After GASB 45: Solving the Unfunded Liability Problem in Retiree Health Care
Most states report substantial levels of unfunded retiree health care liabilities. These benefits are consuming increasing proportions of annual payroll costs. High rates of inflation for health services and prescription drugs, an aging public labor force, and increased longevity portend greater demand for health care services at higher costs. Pressures are increasing on these governments to take appropriate actions.

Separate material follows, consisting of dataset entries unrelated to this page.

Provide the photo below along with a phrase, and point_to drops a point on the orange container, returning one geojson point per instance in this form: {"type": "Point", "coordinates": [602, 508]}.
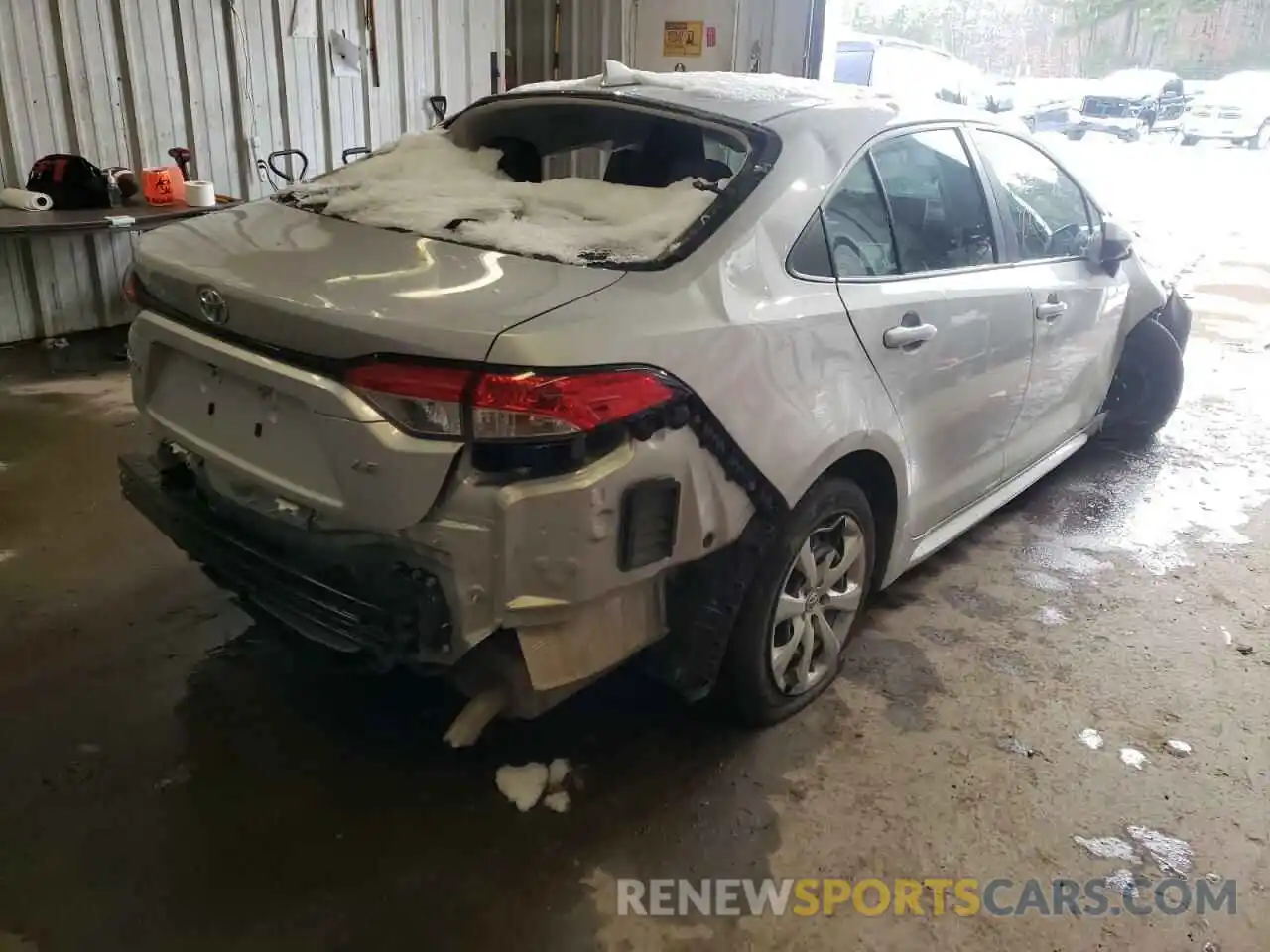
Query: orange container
{"type": "Point", "coordinates": [163, 184]}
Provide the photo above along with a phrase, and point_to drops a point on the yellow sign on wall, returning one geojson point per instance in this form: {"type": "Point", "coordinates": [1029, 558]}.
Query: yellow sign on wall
{"type": "Point", "coordinates": [684, 37]}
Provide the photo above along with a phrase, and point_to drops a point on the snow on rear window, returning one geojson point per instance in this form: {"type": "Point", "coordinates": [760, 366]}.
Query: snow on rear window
{"type": "Point", "coordinates": [427, 184]}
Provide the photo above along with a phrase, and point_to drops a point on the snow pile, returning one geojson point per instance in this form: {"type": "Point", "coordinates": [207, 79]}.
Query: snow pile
{"type": "Point", "coordinates": [731, 86]}
{"type": "Point", "coordinates": [425, 182]}
{"type": "Point", "coordinates": [526, 784]}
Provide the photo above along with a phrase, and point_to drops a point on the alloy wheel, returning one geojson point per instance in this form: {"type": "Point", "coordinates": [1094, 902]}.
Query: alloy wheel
{"type": "Point", "coordinates": [822, 593]}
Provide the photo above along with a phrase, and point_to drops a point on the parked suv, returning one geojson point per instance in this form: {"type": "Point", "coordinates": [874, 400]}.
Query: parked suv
{"type": "Point", "coordinates": [1130, 104]}
{"type": "Point", "coordinates": [1233, 109]}
{"type": "Point", "coordinates": [458, 409]}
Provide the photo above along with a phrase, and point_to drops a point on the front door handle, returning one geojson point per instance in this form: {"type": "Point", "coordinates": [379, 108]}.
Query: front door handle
{"type": "Point", "coordinates": [1051, 311]}
{"type": "Point", "coordinates": [910, 334]}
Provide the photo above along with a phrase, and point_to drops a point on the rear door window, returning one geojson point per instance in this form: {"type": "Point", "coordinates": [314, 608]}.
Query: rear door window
{"type": "Point", "coordinates": [853, 63]}
{"type": "Point", "coordinates": [938, 206]}
{"type": "Point", "coordinates": [857, 226]}
{"type": "Point", "coordinates": [1046, 208]}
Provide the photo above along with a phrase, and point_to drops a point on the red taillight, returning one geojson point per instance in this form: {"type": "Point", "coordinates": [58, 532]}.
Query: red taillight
{"type": "Point", "coordinates": [422, 400]}
{"type": "Point", "coordinates": [431, 400]}
{"type": "Point", "coordinates": [518, 405]}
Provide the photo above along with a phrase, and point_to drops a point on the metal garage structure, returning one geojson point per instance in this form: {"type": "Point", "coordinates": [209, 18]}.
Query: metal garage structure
{"type": "Point", "coordinates": [122, 81]}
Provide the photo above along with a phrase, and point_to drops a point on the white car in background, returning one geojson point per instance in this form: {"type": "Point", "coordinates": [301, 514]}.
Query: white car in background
{"type": "Point", "coordinates": [1234, 109]}
{"type": "Point", "coordinates": [903, 66]}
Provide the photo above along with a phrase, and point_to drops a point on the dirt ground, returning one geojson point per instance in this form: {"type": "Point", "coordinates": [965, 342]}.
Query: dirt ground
{"type": "Point", "coordinates": [177, 778]}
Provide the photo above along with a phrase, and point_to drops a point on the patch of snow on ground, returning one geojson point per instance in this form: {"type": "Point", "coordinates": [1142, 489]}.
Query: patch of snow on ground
{"type": "Point", "coordinates": [1178, 748]}
{"type": "Point", "coordinates": [1171, 855]}
{"type": "Point", "coordinates": [1132, 757]}
{"type": "Point", "coordinates": [557, 802]}
{"type": "Point", "coordinates": [425, 181]}
{"type": "Point", "coordinates": [731, 86]}
{"type": "Point", "coordinates": [1123, 881]}
{"type": "Point", "coordinates": [522, 784]}
{"type": "Point", "coordinates": [1091, 738]}
{"type": "Point", "coordinates": [1109, 848]}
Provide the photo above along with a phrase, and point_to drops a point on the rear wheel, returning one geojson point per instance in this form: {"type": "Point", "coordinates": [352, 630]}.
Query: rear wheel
{"type": "Point", "coordinates": [1146, 386]}
{"type": "Point", "coordinates": [804, 606]}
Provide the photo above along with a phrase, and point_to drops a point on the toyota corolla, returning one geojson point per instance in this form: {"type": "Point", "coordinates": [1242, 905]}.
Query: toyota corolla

This issue brief categorizes and examines the wide range of policy alternatives for addressing retiree health care liabilities under GASB 45. It discusses advantages and disadvantages within the context of an uncertain economic and policy environment. Key findings include:
- Nearly all states have created a state-wide health care pool, providing uniform benefit levels for the active workforce and to all retirees residing in the state.
- Many state plans include teachers and provide a local option for local governments and special districts to participate.
- In the last 5 years, 10 percent of states have established a plan that limits the state subsidy for future retirees; 34 percent say they are likely to introduce such a plan in the next 5 years.
- Most states have implemented a variety of cost containment programs: 84 percent have a disease management program and 80 percent require hospital inpatient precertification.
- The most popular preventive medicine programs in states are: coverage for a retiree’s annual physical exam (72 percent); smoking cessation (70 percent); and wellness newsletters or websites (66 percent).